The wife of Bo Xilai, a high-level Chinese politician, is under investigation for the murder of a British businessman, the state-run Xinhua news service reported late Tuesday, the first official word on the allegations that led to Bo’s removal from office last month. The development casts a grisly pall over a scandal that has shaken the Chinese leadership during a sensitive transition year. The businessman, Neil Heywood, 41, died on Nov. 15 in Chongqing, the southwestern Chinese megalopolis that Bo ran until his March 15 ouster. Heywood’s death had initially been reported as due to alcohol poisoning, but the case is now being reinvestigated, Xinhua reported, and Bo’s wife, Gu Kailai, and an aide, Zhang Xiaojun, are suspected of homicide. Heywood had previously been linked with Bo’s family. The Xinhua report noted that Gu and the couple’s son, Bo Guagua, “were on good terms with Heywood” but added “they had conflict over economic interests” without giving details.
Xinhua also announced Tuesday that Bo, 62, has been suspended from his position on China’s 25-member Politburo and the Communist Party Central Committee and is “suspected of being involved in serious discipline violations.” The Politburo seat was Bo’s last remaining high-level post, and his removal paves the way for a Communist Party investigation and possible criminal charges. “China is a socialist country ruled by law, and the sanctity and authority of law shall not be tramped,” the state news agency said. “Whoever has broken the law will be handled in accordance with law and will not be tolerated, no matter who is involved.”

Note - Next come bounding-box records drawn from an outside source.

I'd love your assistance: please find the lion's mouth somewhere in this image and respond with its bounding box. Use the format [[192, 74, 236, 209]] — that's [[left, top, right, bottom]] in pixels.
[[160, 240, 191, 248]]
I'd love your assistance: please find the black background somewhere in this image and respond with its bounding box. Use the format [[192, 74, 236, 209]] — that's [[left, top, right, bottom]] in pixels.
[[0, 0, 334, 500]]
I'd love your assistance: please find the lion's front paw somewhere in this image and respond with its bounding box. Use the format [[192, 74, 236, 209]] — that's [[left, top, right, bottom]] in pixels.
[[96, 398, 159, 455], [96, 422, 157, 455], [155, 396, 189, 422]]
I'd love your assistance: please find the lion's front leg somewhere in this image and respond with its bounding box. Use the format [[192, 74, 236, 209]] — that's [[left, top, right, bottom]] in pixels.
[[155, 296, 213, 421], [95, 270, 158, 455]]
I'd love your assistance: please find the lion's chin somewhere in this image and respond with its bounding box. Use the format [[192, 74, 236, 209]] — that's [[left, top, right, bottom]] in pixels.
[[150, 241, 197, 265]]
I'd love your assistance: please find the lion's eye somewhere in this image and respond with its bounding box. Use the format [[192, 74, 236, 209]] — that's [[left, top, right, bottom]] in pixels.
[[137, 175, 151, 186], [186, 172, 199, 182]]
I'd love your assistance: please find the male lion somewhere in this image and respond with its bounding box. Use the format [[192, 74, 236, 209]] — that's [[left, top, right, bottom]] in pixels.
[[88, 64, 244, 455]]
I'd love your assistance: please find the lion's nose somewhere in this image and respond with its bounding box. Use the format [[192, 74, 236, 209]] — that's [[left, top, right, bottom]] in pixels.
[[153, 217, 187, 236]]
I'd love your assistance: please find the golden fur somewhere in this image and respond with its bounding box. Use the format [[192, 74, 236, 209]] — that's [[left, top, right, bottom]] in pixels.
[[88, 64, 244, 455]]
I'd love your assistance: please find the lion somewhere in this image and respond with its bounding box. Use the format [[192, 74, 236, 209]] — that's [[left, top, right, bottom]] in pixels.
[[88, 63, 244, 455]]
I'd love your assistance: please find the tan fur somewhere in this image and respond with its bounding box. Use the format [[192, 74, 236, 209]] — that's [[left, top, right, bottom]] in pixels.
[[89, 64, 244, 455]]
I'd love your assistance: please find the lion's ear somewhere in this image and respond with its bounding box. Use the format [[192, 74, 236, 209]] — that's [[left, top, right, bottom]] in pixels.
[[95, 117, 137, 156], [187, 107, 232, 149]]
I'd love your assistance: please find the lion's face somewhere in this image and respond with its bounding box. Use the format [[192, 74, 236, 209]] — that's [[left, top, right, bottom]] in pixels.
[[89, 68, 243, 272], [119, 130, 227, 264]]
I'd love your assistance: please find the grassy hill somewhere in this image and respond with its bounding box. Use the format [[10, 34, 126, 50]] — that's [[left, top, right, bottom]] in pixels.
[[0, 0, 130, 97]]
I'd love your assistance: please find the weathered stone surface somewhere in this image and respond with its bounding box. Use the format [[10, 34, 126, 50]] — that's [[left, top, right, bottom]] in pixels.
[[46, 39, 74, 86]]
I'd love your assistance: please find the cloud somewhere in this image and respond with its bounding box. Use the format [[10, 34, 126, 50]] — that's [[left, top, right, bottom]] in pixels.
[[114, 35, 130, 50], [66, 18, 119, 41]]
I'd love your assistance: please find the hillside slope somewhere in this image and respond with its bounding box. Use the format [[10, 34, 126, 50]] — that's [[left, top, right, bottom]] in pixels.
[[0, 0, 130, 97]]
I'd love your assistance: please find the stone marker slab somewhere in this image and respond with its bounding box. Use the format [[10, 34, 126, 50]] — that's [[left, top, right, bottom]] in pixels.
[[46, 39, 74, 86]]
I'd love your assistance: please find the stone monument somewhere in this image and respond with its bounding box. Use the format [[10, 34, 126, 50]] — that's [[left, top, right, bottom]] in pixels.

Bo’s dramatic downfall was set in motion in February, when a former deputy suddenly appeared at a U.S. consulate in the city of Chengdu, about 200 miles (320 km) from Chongqing. The deputy, Chongqing’s ex-police chief Wang Lijun, spent an evening in the consulate and was detained by Chinese state security after he left. The Xinhua report confirmed that Wang passed along his suspicions about Heywood’s death to the Americans.
Wang’s trip also forced the usually secretive process of maneuvering for top offices during China’s once-in-a-decade leadership transition somewhat into the open. Bo had been seen as a candidate for elevation to the Politburo’s Standing Committee, China’s top ruling body, when it is reshuffled this fall. The son of a prominent Communist Party elder, Bo rose to national prominence on the back of an aggressive campaign against organized crime in Chongqing, which some lawyers say trampled legal protections in an effort to achieve convictions. Bo also pushed a revival of Mao-era culture, including mass singing of “red songs.” But his populist style and harkening back to Maoist campaigns angered some top-level officials. Chinese Premier Wen Jiabao told a March 14 press conference that Chongqing officials should reflect on the Wang Lijun incident. It was a shot clearly directed at Bo, who was removed from his Chongqing post the next day.